Verano en sepia
La memoria infantil de los veranos constituye una nebulosa específica dentro de la memoria, una entelequia emocional muy definida, un territorio etéreo que podemos pisar con paso firme. Decía el poeta Ungaretti que recordar es un signo de vejez. Bueno, sí. Depende. Si anda uno optimista con respecto al paso del tiempo, puede llegar a la conclusión de que recordar es un signo de haber vivido, que es lo mismo que lo del poeta, igual de terrible, aunque dulcificado por una formulación eufemística. Creo yo, no sé, que el recuerdo es signo de vejez cuando los recuerdos inciden sobre unas realidades anacrónicas que están ya fuera, para siempre, de la realidad.
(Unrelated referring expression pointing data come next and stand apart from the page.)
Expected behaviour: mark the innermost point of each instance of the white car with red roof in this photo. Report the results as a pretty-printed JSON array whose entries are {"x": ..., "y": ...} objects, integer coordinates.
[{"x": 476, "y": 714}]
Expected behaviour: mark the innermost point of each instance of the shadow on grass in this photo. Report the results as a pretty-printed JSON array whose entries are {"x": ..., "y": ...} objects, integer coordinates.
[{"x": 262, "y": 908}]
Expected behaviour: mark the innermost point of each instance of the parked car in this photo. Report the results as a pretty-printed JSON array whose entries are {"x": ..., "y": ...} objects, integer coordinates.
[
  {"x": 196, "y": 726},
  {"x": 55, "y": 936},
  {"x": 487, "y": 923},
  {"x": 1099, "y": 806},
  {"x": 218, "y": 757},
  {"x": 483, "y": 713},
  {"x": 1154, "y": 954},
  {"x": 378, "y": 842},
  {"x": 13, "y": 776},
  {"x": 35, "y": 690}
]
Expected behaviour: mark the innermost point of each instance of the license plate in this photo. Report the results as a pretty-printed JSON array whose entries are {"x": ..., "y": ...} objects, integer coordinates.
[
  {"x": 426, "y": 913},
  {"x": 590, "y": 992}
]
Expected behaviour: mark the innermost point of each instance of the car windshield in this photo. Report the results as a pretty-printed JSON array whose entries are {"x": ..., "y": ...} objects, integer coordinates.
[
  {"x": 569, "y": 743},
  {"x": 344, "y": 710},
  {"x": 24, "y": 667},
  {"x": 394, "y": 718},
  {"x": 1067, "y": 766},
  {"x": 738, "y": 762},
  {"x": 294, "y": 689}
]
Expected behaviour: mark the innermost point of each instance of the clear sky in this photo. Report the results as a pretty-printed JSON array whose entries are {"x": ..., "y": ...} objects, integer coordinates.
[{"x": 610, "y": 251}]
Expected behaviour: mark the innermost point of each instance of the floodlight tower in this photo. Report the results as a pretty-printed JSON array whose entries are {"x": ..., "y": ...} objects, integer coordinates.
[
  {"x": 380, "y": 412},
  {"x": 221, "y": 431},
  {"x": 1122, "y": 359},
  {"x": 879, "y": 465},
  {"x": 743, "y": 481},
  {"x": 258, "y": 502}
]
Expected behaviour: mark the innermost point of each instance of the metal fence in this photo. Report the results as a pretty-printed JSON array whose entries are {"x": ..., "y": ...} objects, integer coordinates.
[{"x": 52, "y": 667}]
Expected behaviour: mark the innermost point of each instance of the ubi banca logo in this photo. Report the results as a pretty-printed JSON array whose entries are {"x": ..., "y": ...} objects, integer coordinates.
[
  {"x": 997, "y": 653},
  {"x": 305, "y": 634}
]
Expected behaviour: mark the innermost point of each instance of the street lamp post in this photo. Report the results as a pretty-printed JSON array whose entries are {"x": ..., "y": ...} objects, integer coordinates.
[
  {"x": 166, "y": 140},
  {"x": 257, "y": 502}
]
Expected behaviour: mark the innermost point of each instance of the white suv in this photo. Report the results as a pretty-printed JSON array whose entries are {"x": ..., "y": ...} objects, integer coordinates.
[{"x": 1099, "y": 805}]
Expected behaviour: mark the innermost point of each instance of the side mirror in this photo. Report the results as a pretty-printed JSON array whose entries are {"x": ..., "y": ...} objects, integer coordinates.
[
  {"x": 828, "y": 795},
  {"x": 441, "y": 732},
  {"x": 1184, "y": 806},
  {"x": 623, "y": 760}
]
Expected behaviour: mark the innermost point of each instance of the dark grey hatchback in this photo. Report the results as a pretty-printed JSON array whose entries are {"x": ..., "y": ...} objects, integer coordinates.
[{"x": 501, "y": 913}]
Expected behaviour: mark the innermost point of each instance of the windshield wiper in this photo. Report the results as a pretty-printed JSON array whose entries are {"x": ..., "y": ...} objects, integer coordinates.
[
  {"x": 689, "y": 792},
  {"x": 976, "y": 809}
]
Los veranos de la década de los sesenta, pongamos por caso... Llegaban al pueblo unos cuantos forasteros, siempre los mismos, puntuales como aves migratorias, y formaban una pequeña comunidad de extraños habituales. Año tras año, ibas viendo envejecer a los mayores y crecer a los pequeños, renovarse las muchachas del servicio, si se casaban, o convertirse en solteronas a las que se acogían a las tareas de servidumbre como si se tratase de un voto eclesiástico. Los abuelos podían estar fumándose un habano bajo el toldo, con guayabera muy blanca, jugando al dominó, y al verano siguiente llegar en una silla de ruedas, con la mirada perdida en algún limbo. Las ancianas aligeraban el luto perpetuo con blusones negros estampados con tímidas geometrías blancas. Veías cómo una joven madre se convertía de un año para otro en una señora de peinado cano y camp, cómo las niñas se transformaban en mujeres pudorosas de su propio esplendor, cómo los niños que iban a las rocas a coger camarones y cangrejos moros se transfiguraban de repente en muchachos que fumaban a escondidas y que hablaban del sexo quimérico de los ángeles con faldas con el aplomo de unos catedráticos de angeología. A la caída de la tarde, las calles olían a colonia y a helado de tuttifrutti y los sedentarios se sentaban a la puerta de la casa en butacas de enea para ver desfilar a los paseantes, y todos se saludaban con una parsimonia decimonónica y atenta, en tanto que los niños salíamos para el cine con un bocadillo envuelto en papel parafinado y con un jersey sobre los hombros, así quemara el aire, para ver una película del Enmascarado de Plata, de vampiros sedientos o de Louis de Funes, o lo que echaran.
Las playas de la infancia son infinitas, como infinito era el tiempo. Por la tarde, llegaban los pescadores con sus cajas de boquerones palpitantes, con su pregón ronco de muecín, y allí vendían aquella plata efímera, mientras que las mujeres buscaban por la orilla, con fondo barroco de crepúsculo, las llamadas habitas de la India para engastarlas en oro inmortal. Las madrugadas eran un silencio sosegado, y se oía el rompeolas a través de los balcones abiertos, o el viento si soplaba, con esa cosa de crujido de crujía de galeón que tiene el sonido del viento cuando le da por romper. Las mañanas templadas eran de café y de churros. Y aceras baldeadas con un cubo metálico. Y el guardia municipal, con uniforme blanco y salacot, dirigiendo el tráfico, desde su podio con sombrilla, con ademanes de mimo: los cuatro o cinco coches...
Y es que al final va a ser cierto que recordar es un signo de vejez.